Spoiler Warning! Please stop here if you don’t want to read about the ending of this novel or to hear more about the “massive sex organ” mentioned in yesterday’s post.
The Lost Symbol: A Novel. By Dan Brown. Doubleday, 509 pp., $29.95.
By Janice Harayda
Were the publishers of The Lost Symbol so worried about its sales that they tried to steal some of the thunder of The Secret, the bestselling nonfiction book of 2007? The covers of both books show lit-from-behind crimson wax seals against a background that looks like parchment with cryptic markings. And the similarities don’t end there.

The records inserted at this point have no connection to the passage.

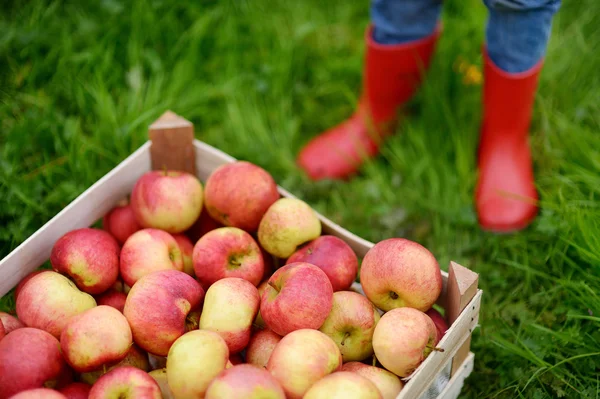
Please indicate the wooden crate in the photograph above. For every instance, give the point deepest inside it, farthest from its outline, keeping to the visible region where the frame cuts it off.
(172, 145)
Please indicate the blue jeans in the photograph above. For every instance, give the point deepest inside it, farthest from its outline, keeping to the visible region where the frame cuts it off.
(516, 36)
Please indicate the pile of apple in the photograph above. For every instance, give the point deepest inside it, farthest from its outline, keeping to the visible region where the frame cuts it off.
(245, 299)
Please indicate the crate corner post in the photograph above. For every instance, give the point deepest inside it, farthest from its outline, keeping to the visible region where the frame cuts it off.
(172, 138)
(462, 287)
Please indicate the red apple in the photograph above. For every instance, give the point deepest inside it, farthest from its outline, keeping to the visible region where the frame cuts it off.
(49, 300)
(135, 357)
(388, 383)
(351, 324)
(400, 273)
(167, 200)
(95, 337)
(112, 298)
(39, 393)
(235, 359)
(238, 194)
(261, 345)
(403, 338)
(125, 383)
(9, 323)
(245, 381)
(157, 307)
(302, 358)
(194, 360)
(333, 256)
(147, 251)
(227, 252)
(187, 249)
(90, 257)
(345, 385)
(29, 358)
(26, 279)
(440, 323)
(259, 323)
(269, 262)
(229, 308)
(299, 296)
(120, 222)
(288, 223)
(76, 390)
(203, 225)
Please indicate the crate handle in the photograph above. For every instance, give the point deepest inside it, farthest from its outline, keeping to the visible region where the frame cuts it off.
(172, 138)
(462, 287)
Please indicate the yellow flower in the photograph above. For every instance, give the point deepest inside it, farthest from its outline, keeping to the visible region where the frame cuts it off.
(471, 74)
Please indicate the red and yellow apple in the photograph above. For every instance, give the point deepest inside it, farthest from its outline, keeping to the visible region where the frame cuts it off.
(135, 357)
(120, 222)
(160, 376)
(9, 322)
(403, 338)
(125, 383)
(227, 252)
(400, 273)
(97, 336)
(49, 300)
(229, 308)
(245, 381)
(90, 257)
(238, 194)
(147, 251)
(203, 225)
(298, 295)
(388, 383)
(302, 358)
(26, 279)
(343, 384)
(157, 307)
(288, 223)
(194, 360)
(29, 358)
(351, 324)
(112, 298)
(76, 390)
(167, 200)
(187, 249)
(333, 256)
(39, 393)
(261, 345)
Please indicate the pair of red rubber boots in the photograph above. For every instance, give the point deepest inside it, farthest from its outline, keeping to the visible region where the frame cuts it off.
(505, 196)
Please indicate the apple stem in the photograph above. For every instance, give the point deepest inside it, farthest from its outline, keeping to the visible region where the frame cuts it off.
(272, 284)
(436, 349)
(346, 336)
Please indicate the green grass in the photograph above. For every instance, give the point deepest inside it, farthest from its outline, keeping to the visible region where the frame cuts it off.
(80, 84)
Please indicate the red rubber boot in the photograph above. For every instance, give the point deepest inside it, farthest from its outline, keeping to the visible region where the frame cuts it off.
(506, 196)
(391, 76)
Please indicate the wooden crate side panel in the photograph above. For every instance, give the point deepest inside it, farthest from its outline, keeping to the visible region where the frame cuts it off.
(454, 386)
(457, 334)
(84, 211)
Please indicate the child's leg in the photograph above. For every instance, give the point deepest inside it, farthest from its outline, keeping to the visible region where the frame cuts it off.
(402, 21)
(399, 47)
(517, 35)
(518, 31)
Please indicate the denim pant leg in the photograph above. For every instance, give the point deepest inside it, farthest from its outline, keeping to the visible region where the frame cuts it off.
(518, 31)
(401, 21)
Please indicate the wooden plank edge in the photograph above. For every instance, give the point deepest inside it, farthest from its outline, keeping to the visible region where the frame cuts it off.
(456, 383)
(83, 211)
(418, 382)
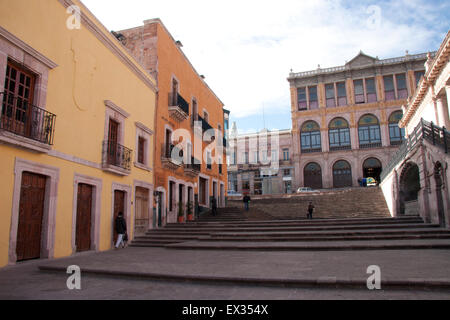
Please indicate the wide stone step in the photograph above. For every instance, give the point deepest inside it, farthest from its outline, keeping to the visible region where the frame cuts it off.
(294, 222)
(313, 227)
(402, 244)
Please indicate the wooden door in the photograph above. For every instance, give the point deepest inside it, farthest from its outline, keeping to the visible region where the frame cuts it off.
(84, 218)
(142, 211)
(17, 100)
(113, 138)
(313, 176)
(119, 206)
(342, 175)
(31, 212)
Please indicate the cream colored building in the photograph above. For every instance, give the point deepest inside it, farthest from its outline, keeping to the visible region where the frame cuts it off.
(76, 132)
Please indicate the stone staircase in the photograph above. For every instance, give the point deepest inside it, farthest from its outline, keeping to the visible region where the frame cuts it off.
(337, 203)
(229, 231)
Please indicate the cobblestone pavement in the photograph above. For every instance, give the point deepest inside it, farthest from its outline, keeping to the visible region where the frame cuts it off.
(25, 281)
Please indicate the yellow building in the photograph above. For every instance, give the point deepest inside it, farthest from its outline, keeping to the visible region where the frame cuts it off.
(76, 132)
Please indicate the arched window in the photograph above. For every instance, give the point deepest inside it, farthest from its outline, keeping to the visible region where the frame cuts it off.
(369, 132)
(312, 176)
(396, 134)
(342, 174)
(339, 134)
(310, 137)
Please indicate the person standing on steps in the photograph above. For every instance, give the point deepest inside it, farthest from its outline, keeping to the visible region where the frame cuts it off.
(214, 206)
(121, 229)
(246, 201)
(310, 210)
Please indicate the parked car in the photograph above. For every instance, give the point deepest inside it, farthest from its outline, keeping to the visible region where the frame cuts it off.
(371, 182)
(305, 189)
(232, 193)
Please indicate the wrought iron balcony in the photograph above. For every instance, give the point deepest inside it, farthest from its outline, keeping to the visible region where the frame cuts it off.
(370, 145)
(205, 125)
(178, 107)
(166, 156)
(22, 118)
(339, 148)
(311, 150)
(116, 155)
(193, 168)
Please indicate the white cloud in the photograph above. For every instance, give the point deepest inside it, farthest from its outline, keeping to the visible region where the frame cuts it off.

Dan Brown’s first novel since The Da Vinci Code is the book we might get if Rhonda Byrne turned to fiction, a mishmash of New Age mysticism and scientific half-truths. Both The Lost Symbol and The Secret hinge on the idea that ancient secrets can transform the lives of people who are enlightened enough to hear them. Byrne calls her “secret” the “law of attraction,” the theory that your thoughts can manipulate physical reality: diseases, lottery tickets, your bank account. She quotes the “personal empowerment advocate” Lisa Nichols: “When you think of the things you want, and you focus on them with all of your intention, then the law of attraction will give you exactly what you want, every time.”
Brown doesn’t mention the “law of attraction” in The Lost Symbol but draws on noetic theory — which he calls noetic “science” — a realm of metaphysics that deals with forms of consciousness typically ignored by mainstream science. And the characters in the novel often sound like Byrne. The plot involves efforts by Harvard professor Robert Langdon to find the wealthy Peter Solomon, a kidnapped Washington, D.C., Mason who speaks of “secrets that transcend your wildest imagination.”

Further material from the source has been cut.